I don’t take Maslow’s Hiearchy of Needs very seriously. I don’t much worry about hedonic treadmills. I don’t worry about a cursed existence where I am forever advancing half-way closer to whatever goal will bring happiness and emotional fulfillment.
I don’t worry about it, but I understand.
I’m struggling to find much inspiration sketching my little ad hoc economic models of daily life with the backdrop of Ukrainians struggling to survive in the face of an invading army. Perspective is a hell of a drug. This struggle has brought to the front of my mind Maslow’s Hierarchy of needs, which lays a psychological layering onto the economic prioritization of needs (food and shelter first, social needs second, “self-actualization” last). It’s the kind of model that gets used and abused because it adds a veneer of psychological depth to absurd reductionist theorizing. Don’t take my petty academic denigration too seriously, though. Just because I think it’s not particularly useful doesn’t mean it’s wrong.
Similarly, I find consternation over hedonic treadmills unnecessary because whenever your result is that utility is declining as resource constraints are loosening, the likely explanation is that you aren’t observing utility correctly. Specifically, there are dimensions to utility you aren’t observing, be it temporal (i.e. the distribution of future possibe utilities), network (i.e. sympathetic utilities of children, spouses, friends, etc), or most likely that you are in fact not observing utility but rather one of many inputs into total utility i.e. there’s more to utility than just “happiness”.

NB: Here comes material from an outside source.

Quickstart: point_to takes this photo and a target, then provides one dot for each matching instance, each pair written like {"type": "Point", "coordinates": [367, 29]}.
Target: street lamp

But maybe you’re not interested in how to optimally model the pursuit of happiness under the dual constraints of finite resources and the human condition. Maybe you’re just worried about managing your life under the limitations of your own flawed humanity. Maybe you’re worried about getting stuck on a hedonic treadmill, the carrot of self-actualization dangling forever just out of reach. Now I’m not a licensed therapist or trained psychologist, but I am an economist who has to constantly struggle against my own technical limitations. What that means is that I have a lot of experience solving problems beyond my own mathematical limitations, not through technical elegance but by simply hacking the problem until the problem solves itself.
You know. Cheating.
If you’re on a hedonic treadmill, all that really means is that you’ve defined your units wrong. It’s only a treadmill measured in feet. If you define happiness not as feet advanced but as having a positive first derivative in microns per microsecond, you can establish the model such that you’ll be long dead before you reach the dipping edge on the horizon. Happiness isn’t a destination or a journey. It’s a positive first derivative or, barring that, a sufficiently positive second deriviative. If that’s out of reach, f*** it, there’s a third one you can push into the positive.

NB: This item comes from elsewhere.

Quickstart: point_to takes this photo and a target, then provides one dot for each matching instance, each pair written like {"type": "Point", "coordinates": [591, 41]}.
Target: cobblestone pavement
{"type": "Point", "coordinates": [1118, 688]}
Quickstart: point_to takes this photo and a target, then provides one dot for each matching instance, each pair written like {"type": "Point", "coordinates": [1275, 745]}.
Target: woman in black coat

Framed this way, Zeno’s paradox is no longer a curse, it’s a blessing. To always be advancing half-way to your goal for all eternity is to live in eternal bliss. To self-actualize. Whether you get there is outside the model. It’s irrelevant.
Which is a really long way of saying that one way you might hack the puzzle of self-actualization is to help support the physiological and safety needs of Ukrainians be transferring some of your resources to them as means of supporting the first-derivative of sympathetic inputs into your utility function.